Minggu, 24 Juli 2016

Hujan Pernah Menakutkan




Hujan pernah menakutkan.
Dibalik ketenangan tetesan airnya, hujan pernah menjadi sangat mengerikan.
Membuat diri enggan menengoknya, barang sebentar saja.

Hujan di bulan desember.
Di tepi pantai kuta, memandang punggungmu dari ke jauhan.
Hujan pernah menjadi sangat indah saat bersamamu.
Pernah juga membuatku duduk melipat kaki ketakutan dihadapanmu.
Hujan pernah menjebak kita bersama ditengah badainya.
Dan kini, aku meringkuk sendirian menikmati suara-suara hujan dari luar sana.
Tanpa ada kamu, tanpa mencipta kenangan tentang kita lagi.

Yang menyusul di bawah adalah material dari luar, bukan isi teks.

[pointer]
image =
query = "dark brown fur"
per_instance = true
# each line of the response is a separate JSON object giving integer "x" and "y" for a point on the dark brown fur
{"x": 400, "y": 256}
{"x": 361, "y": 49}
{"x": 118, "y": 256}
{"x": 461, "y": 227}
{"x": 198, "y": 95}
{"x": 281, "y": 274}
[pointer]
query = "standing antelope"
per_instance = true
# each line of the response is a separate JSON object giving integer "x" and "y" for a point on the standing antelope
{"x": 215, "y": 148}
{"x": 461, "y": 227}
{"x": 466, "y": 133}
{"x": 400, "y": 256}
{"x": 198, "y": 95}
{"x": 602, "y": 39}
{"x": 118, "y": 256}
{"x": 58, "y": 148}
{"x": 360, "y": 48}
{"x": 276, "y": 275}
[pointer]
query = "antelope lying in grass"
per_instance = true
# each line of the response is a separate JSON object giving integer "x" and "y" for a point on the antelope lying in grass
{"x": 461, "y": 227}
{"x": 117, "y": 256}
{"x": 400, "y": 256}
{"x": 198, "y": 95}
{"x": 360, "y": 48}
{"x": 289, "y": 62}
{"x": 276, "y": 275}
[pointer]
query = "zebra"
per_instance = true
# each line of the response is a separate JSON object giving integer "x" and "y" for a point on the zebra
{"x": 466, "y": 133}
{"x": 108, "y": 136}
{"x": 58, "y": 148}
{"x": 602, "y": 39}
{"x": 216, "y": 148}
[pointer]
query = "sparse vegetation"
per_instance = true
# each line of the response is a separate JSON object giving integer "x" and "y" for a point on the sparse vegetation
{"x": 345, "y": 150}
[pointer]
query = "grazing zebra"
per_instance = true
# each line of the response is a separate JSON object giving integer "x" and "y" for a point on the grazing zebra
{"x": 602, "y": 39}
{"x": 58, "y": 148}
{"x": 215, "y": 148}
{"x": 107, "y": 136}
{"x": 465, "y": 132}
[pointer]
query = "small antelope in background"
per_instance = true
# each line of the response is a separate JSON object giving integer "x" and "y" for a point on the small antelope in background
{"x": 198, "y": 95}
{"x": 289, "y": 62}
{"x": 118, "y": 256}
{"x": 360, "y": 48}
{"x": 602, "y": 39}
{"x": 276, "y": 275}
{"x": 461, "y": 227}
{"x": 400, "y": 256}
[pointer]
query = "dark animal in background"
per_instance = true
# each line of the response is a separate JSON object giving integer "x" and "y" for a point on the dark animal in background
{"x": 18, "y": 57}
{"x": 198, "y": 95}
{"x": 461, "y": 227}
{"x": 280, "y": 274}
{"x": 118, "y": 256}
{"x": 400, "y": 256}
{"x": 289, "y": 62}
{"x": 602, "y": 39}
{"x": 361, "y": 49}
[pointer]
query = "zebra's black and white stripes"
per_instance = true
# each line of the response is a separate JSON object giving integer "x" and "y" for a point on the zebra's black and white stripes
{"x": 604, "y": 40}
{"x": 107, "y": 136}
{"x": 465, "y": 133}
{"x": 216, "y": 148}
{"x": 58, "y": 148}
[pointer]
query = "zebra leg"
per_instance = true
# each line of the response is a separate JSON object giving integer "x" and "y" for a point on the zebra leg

Mungkin kamu sudah melupakanku, namaku mungkin.
Tidak masalah, setidaknya hujan bulan desember senantiasa menyimpan titik-titik kenangan kita.
Kenangan kita yang kuanggap milik kita bersama, padahal hanya milikku saja.
Hanya aku yang menganggapnya nyata.

Hujan bulan desember, di balik jendela.
Menyisakan butiran-butiran bening di jendela.
Mencipta embun dingin
tubuh gigil, daun dan tanah yang basah.
Semua itu tetap terasa indah, meski tanpamu lagi.

Hujan di bulan desember.
Pernah menyenangkan.
Pernah meretas duka.
Mencipta ketakutan dalam diri.

Sepertinya aku masih menyimpan sedikit untukmu.
Menyimpan harapan.
seperti langit yang berharap pada hujan dan matahari agar mencipta pelangi setelah hujan.
Atau barangkali tidak sama sekali?

Hujan pernah menakutkan.
Berharap kita yang menakutkan, menjadi cerah ceria pada waktunya.